Being part of the fitness industry requires me to stay up to date on trends, new exercises, eating plans, music, and a whole bunch of other things. I want to be knowledgeable in what I do so I’m constantly scouring the internet, facebook, and twitter for new information. I see lots of beautiful, fit women whom I admire.
However, I’ve found something recently start to creep into my mind.
I’ve written before about how I can still struggle with self-image and if someone is bigger (smaller), faster, or stronger. We all have an ideal of what we want to look like, and since I had been working so hard to meet that in April, I found that I was much more focused on it than in other months. I was constantly comparing and thinking about how I could get better.
I also found these thoughts often in my head,
♦ My arms aren’t toned enough.
♦ My thighs are too muscular.
♦ I’m not fast enough, strong enough…..
As if these thoughts aren’t bad enough, I become a “hater”. I start giving reasons (making excuses) as to why they are that way and I’m not.
♦ They don’t have 2 small kids with them all day!
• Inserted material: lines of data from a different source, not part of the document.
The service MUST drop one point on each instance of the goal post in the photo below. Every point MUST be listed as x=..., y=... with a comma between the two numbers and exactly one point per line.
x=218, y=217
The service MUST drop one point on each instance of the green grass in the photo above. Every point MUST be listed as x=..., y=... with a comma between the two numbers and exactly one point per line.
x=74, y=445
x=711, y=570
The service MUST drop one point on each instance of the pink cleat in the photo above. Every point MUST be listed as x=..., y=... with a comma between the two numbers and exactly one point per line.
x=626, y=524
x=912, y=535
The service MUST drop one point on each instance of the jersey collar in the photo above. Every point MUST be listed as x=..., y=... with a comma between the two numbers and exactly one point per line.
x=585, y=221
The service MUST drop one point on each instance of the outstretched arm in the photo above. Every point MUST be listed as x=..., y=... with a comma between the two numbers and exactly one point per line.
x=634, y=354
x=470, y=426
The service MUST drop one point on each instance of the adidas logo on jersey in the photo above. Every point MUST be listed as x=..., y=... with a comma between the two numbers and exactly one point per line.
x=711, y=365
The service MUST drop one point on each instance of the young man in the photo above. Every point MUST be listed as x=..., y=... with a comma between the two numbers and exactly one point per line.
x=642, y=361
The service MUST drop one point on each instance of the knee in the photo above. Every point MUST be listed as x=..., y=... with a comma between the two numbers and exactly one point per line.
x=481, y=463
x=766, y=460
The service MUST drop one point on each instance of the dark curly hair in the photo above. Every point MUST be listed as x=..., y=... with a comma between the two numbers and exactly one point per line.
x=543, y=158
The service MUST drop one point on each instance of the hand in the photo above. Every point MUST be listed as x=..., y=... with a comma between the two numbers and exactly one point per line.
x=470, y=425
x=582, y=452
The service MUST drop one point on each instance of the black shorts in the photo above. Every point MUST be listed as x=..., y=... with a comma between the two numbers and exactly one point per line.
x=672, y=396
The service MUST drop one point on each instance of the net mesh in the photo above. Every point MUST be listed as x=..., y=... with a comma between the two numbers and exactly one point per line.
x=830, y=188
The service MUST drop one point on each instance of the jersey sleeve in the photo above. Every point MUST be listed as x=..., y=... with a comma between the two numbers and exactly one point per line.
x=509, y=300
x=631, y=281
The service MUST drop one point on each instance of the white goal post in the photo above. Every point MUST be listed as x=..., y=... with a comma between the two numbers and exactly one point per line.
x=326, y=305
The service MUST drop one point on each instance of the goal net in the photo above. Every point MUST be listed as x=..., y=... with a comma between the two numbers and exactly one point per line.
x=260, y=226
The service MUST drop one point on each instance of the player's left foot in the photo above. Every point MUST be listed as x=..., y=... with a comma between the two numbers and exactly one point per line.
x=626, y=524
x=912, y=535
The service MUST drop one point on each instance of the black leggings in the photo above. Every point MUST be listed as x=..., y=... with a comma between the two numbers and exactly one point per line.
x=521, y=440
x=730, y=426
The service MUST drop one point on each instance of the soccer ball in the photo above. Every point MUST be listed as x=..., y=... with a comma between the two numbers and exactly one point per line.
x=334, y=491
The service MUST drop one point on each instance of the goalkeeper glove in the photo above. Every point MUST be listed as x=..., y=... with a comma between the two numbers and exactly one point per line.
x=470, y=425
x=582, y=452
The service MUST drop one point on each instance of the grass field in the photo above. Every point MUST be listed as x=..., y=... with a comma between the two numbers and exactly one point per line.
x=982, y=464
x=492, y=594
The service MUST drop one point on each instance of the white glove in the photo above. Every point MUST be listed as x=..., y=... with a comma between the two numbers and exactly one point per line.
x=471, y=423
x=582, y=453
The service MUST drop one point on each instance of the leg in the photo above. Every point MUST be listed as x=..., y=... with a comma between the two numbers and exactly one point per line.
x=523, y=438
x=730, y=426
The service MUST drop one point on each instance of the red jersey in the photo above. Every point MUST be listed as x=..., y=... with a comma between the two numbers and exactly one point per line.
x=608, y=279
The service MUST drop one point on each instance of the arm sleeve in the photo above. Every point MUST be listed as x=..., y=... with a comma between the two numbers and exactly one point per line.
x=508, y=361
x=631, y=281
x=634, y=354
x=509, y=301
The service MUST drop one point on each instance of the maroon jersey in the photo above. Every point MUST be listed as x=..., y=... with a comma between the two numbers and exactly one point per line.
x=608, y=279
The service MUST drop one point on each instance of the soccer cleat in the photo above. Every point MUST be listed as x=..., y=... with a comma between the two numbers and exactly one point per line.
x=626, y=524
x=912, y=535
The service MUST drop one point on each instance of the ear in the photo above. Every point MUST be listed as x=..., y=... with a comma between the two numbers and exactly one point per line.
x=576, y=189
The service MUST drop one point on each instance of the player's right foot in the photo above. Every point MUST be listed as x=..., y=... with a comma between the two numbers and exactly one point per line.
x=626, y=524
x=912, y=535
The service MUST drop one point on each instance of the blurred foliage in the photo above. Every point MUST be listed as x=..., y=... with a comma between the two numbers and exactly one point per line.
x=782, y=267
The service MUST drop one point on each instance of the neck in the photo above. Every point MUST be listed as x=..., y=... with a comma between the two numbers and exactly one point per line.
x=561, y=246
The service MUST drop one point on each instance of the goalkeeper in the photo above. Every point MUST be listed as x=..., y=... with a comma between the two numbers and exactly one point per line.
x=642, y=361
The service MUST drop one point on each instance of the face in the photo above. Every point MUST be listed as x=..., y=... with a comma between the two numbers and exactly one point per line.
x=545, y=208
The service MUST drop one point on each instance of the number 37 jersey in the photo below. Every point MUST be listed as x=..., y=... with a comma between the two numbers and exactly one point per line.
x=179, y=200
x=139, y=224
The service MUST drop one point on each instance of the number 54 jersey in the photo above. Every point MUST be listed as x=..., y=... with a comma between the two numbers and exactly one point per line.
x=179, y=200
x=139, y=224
♦ Of course they look like that, they don’t have kids.
♦ They have more money to spend on organic food and gym memberships…
And the envy spreads further and further.
And the dissatisfaction roots deeper and deeper.
At the end of the day, I’m a hot mess… unhappy with my work ethic, discipline, body, stage of life, financial situation, etc etc.
I am fit, healthy, energetic. I have one fabulous husband, 2 awesome kids and I am able to stay at home with my kids. Why on earth would I be struggling with these things?
I’m convinced that Satan is trying to get me down by taking away my zeal and passion for a healthy life, women, and for those women to walk with the Lord. I’m a threat to him!
♦ He knows that when I am focusing on myself, I can’t focus on my kids and hubby.
♦ He knows that when I am dissatisfed with my body, I can’t encourage a woman about hers.
♦ He knows that when I envy someone else, he has my heart in the wrong place.
So today I’m here to let you know that you aren’t alone. I am right here with you and I’m doing something about it.
I’m fighting back.
1.) Taking these thoughts captive as they enter my mind (2 Corinthians 10:4-5)
2.) Stepping back and not reading as much info online
3.) Thanking God for what He has given me
4.) Remembering how far I’ve come, and not how far I have yet to go
Will you stand with me today? Are you struggling with anything like this? Stand firm. Remember that our fight is not against ourselves, the beautiful woman across the room, or our husbands. It’s against the one who seeks to kill, steal, and destroy. (Ephesians 6:12)Let’s arm ourselves for this battle and FIGHT!